Call me one of those disaffected, real-world muggles, but I’ve never been a devoted fan of the Harry Potter series. Don’t get me wrong—I think it’s great for fantasy, but I’m just not a fantasy person. That said, I adore fans of Harry Potter. Some of my best friends are obsessed—and I admire and envy their faithfulness to the series. So whenever I read something about Harry Potter, I simply imagine that I’m connecting with those friends of mine.
But you don’t need to have any relationship with the world of HP to deeply appreciate the moving sentiments of Evanna Lynch, the ethereal Irish actress who plays Luna Lovegood in the Harry Potter movies. Her ideas about veganism—and the role of love in the world—could cast a melting spell on even the hardest of hearts.

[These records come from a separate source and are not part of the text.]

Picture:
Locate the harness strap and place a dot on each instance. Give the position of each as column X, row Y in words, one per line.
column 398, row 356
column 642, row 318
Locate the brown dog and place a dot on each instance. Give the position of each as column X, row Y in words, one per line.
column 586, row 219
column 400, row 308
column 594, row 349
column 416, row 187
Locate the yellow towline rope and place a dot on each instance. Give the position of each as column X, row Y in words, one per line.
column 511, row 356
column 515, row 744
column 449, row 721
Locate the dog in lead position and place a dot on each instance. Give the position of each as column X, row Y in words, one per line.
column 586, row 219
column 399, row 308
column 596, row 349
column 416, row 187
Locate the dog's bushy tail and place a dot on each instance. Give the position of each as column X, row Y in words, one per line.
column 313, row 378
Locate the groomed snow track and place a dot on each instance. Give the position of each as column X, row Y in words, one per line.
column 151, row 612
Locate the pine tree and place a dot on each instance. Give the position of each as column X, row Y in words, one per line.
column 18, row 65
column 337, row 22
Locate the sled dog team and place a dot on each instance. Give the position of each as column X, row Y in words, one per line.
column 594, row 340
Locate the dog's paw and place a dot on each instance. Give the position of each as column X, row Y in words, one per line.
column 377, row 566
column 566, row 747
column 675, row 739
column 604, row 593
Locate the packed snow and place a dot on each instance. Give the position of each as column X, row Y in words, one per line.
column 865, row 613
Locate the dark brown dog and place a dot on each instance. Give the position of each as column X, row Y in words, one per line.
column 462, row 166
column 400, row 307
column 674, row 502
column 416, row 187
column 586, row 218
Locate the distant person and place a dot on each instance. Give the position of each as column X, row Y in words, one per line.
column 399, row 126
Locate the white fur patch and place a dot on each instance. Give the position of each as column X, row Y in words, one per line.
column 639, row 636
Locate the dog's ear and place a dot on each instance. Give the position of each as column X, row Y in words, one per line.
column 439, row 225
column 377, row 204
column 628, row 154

The actress told Vegan Food and Living that the desire to be vegan stems from a compassionate inner voice: “I’ve always abhorred violence and am highly sensitized to it. I do not think it benefits society or indeed any individual to become tolerant of violence,” she explains. “And I have this small but sure voice deep inside me that says ‘NO’ every time I witness violence and I don’t ever want to stifle that voice with apathy. Supporting animal abuse in any way quiets that voice. To hurt animals is to disconnect me from that most caring, compassionate voice.”
Compassion is an important theme in Lynch’s philosophy: “I think the root of this whole lifestyle is Compassion. It’s a daily reminder that we are all one. I believe veganism is what will heal this planet.” Her compassion doesn’t apply only to animals, however. Rather, Lynch believes compassion is what’s missing from the world of human relationships, and her remarks, while applicable to any era in human history, are especially needed today.

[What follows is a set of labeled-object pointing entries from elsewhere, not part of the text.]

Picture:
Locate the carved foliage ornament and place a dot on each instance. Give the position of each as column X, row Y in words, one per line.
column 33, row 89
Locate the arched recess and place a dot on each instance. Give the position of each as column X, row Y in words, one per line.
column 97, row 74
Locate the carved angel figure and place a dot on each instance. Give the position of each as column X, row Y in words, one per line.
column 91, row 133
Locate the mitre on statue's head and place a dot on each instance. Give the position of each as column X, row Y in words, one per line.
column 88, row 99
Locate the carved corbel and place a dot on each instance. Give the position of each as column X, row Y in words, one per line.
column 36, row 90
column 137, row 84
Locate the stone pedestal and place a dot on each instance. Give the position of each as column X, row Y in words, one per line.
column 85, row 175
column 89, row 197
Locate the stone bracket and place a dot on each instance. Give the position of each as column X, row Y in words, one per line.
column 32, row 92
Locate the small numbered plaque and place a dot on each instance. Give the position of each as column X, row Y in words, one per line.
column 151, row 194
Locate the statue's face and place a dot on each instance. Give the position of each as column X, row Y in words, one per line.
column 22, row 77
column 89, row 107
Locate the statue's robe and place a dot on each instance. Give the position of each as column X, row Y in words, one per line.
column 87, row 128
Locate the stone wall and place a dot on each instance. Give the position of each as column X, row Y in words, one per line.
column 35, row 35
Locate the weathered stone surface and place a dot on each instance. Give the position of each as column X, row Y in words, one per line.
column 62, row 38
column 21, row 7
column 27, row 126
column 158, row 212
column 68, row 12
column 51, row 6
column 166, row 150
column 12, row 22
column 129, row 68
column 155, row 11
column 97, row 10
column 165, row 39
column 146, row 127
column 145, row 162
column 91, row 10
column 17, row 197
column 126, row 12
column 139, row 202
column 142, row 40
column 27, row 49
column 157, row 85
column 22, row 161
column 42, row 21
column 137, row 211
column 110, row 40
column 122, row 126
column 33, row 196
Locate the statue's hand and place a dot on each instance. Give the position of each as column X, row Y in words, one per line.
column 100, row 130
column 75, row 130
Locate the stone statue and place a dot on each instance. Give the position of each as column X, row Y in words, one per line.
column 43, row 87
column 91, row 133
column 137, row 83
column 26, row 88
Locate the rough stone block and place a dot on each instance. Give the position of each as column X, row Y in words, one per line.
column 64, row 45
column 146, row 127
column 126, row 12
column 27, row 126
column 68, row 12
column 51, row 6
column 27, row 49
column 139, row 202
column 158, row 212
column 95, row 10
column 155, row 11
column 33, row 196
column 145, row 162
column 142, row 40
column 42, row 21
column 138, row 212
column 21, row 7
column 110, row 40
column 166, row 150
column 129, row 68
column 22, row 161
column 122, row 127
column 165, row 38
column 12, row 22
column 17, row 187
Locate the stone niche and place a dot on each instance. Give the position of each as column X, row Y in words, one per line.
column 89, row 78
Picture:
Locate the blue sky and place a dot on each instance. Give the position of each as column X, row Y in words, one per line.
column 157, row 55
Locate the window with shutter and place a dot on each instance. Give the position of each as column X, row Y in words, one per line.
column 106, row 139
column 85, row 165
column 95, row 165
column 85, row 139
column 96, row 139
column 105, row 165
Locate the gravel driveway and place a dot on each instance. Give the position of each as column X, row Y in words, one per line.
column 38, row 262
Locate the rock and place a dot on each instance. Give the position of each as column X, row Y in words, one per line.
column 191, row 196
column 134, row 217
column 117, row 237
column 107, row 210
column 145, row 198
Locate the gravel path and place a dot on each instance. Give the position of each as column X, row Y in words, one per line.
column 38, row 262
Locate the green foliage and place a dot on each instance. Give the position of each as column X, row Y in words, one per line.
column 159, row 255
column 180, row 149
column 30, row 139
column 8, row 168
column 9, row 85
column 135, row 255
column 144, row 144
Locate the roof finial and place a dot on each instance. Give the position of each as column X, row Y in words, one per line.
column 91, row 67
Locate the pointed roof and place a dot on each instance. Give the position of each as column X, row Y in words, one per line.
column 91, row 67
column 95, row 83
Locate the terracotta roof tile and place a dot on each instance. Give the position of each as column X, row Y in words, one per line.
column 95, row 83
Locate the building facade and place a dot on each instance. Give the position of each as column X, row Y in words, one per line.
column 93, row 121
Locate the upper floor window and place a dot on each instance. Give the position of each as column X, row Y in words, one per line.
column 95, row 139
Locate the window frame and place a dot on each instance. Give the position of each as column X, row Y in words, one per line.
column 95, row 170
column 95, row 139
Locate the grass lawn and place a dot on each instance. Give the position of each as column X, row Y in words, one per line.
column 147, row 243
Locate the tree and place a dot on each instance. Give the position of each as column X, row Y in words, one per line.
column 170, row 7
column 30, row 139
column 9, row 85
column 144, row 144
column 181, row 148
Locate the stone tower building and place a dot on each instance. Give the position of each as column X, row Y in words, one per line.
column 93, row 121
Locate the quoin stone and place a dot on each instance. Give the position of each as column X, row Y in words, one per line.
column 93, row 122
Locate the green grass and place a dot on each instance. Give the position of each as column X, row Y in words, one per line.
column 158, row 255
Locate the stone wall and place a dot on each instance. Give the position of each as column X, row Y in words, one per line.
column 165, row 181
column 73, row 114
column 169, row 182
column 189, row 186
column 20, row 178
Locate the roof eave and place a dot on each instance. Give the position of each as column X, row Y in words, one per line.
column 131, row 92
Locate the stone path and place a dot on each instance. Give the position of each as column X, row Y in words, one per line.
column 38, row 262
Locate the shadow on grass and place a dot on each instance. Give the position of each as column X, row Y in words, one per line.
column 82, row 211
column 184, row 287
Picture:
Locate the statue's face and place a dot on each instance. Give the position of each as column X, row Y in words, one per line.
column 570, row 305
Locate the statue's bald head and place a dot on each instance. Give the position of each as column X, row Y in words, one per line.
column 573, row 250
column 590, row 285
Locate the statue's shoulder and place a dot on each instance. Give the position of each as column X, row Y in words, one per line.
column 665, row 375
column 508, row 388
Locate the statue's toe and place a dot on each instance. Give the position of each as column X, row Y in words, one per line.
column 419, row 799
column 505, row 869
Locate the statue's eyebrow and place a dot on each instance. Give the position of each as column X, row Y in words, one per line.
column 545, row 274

“The lack of compassion and respect for anyone who is a few degrees too different from us, anything that is foreign or weird or a little bit unfathomable to the human psyche is what separates us all and what causes suffering.” Amen.

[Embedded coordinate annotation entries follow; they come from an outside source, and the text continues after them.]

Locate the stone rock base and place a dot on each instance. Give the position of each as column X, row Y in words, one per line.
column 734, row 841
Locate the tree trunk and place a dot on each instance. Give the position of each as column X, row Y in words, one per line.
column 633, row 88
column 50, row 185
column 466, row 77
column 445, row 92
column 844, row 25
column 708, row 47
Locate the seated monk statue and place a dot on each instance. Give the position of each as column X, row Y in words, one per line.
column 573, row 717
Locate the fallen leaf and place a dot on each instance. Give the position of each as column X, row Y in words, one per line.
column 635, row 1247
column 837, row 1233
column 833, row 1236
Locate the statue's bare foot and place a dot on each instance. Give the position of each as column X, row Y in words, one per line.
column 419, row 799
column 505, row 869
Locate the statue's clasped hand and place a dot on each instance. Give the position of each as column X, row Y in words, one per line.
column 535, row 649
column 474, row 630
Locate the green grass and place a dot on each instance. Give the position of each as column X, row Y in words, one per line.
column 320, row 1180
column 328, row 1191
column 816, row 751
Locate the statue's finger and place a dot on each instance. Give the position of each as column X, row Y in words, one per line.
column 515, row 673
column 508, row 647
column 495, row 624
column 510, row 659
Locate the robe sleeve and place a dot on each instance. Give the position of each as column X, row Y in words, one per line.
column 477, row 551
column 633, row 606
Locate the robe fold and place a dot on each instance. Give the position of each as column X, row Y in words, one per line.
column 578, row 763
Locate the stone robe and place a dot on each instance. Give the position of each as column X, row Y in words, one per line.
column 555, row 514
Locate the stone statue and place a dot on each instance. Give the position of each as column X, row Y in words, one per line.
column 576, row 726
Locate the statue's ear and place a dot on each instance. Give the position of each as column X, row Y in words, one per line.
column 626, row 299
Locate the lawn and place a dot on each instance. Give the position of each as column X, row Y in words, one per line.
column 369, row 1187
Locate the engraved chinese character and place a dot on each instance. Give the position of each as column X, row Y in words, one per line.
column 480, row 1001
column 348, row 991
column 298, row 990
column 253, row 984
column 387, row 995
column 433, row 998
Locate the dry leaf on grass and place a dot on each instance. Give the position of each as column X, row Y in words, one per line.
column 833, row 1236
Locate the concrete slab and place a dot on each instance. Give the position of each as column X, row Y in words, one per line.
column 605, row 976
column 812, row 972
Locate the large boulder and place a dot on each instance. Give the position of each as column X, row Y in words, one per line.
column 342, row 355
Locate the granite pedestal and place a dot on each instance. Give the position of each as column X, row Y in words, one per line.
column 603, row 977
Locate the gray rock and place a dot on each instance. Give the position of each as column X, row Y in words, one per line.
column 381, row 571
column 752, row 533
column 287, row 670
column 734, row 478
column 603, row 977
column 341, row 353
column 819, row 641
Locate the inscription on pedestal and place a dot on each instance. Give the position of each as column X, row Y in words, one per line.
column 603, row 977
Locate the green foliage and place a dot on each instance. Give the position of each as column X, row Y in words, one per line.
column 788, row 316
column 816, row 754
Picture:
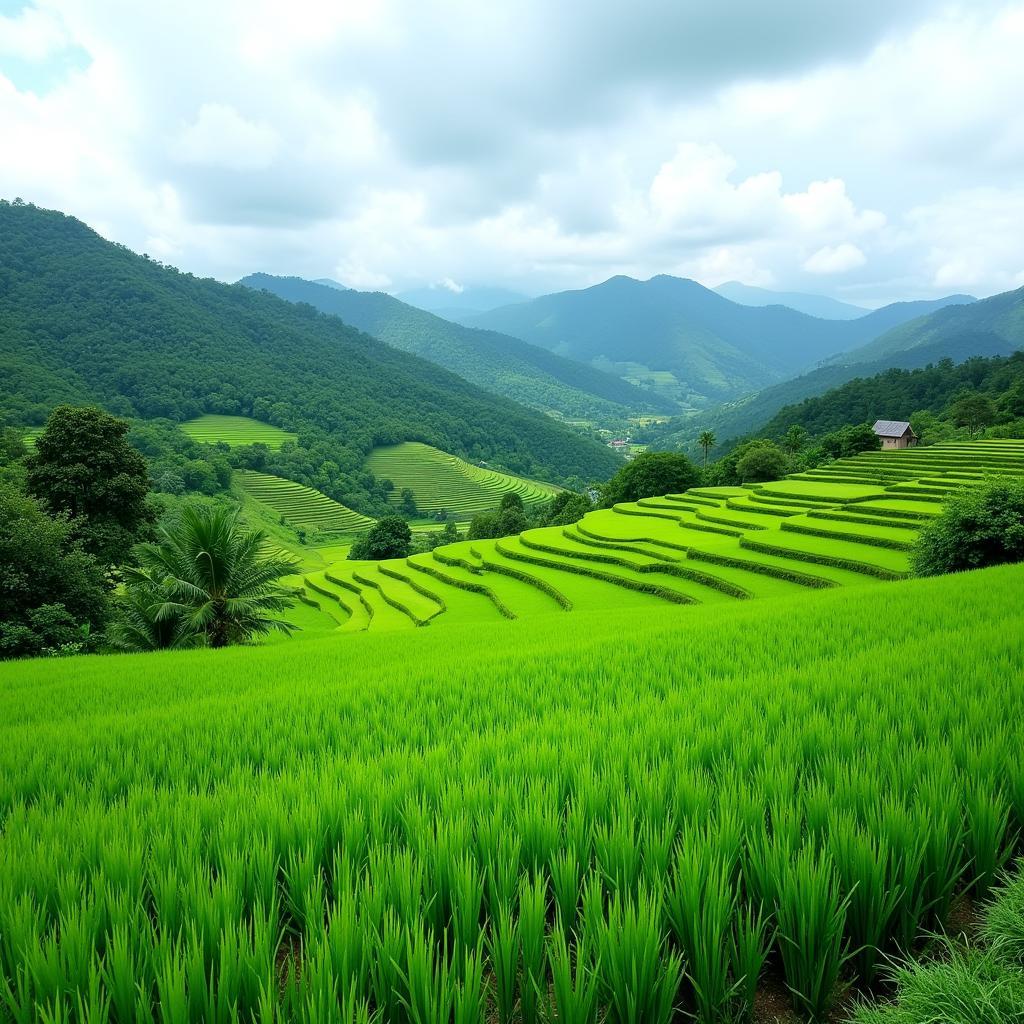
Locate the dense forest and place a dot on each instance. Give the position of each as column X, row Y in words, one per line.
column 498, row 363
column 897, row 394
column 86, row 321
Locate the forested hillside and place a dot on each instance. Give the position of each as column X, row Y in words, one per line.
column 84, row 320
column 896, row 394
column 987, row 328
column 715, row 349
column 503, row 365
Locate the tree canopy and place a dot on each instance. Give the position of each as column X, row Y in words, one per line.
column 978, row 526
column 648, row 474
column 84, row 467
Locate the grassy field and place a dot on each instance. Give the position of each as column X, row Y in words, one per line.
column 301, row 506
column 440, row 481
column 657, row 814
column 236, row 430
column 815, row 530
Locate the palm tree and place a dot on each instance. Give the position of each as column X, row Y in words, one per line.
column 707, row 440
column 207, row 574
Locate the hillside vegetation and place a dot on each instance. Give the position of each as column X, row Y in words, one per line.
column 335, row 829
column 503, row 365
column 89, row 321
column 986, row 328
column 896, row 394
column 236, row 430
column 441, row 482
column 711, row 348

If you’ve been a vegan for a while, especially if your veganism is driven by ethics and animal welfare, you’ve probably heard that it’s futile to try to save animals when humans can’t even save themselves from each other. But as Lynch points out—veganism is just one manifestation of compassion. Can you imagine if we all cared so deeply about animals that we refused to hurt them? It would be hard to argue that some of that caring wouldn’t translate to our fellow man. “Mankind already has such a hard time respecting fellow humans of different races, cultures, beliefs…” Lynch says, “Imagine what society will be like when we all open our circle of compassion to include beings with whiskers and fur and tails!!”
Of course, getting people to see the light about animal welfare is no simple feat. But you better believe Lynch has a plan for that!
When talking about sharing veganism with her loved one’s she posits a theory that I just love: “I’ve really had to be a living example to them of how one can be healthy, happy and (relatively) normal as a vegan. Victoria Moran has a phrase she uses called ‘Attractivism’ (aka. attract people to the cause by being so stinking lovely and vibrant) which I simply love and is something I practice.” (Yes, attractivism!!) “And this way of being the best vegan I possibly can, learning every day, always reading and watching has helped show my family that it’s not an offbeat trend for radical hippies.”
Indeed, veganism can be for everyone—and that’s no fantasy.
How do you attract people to veganism?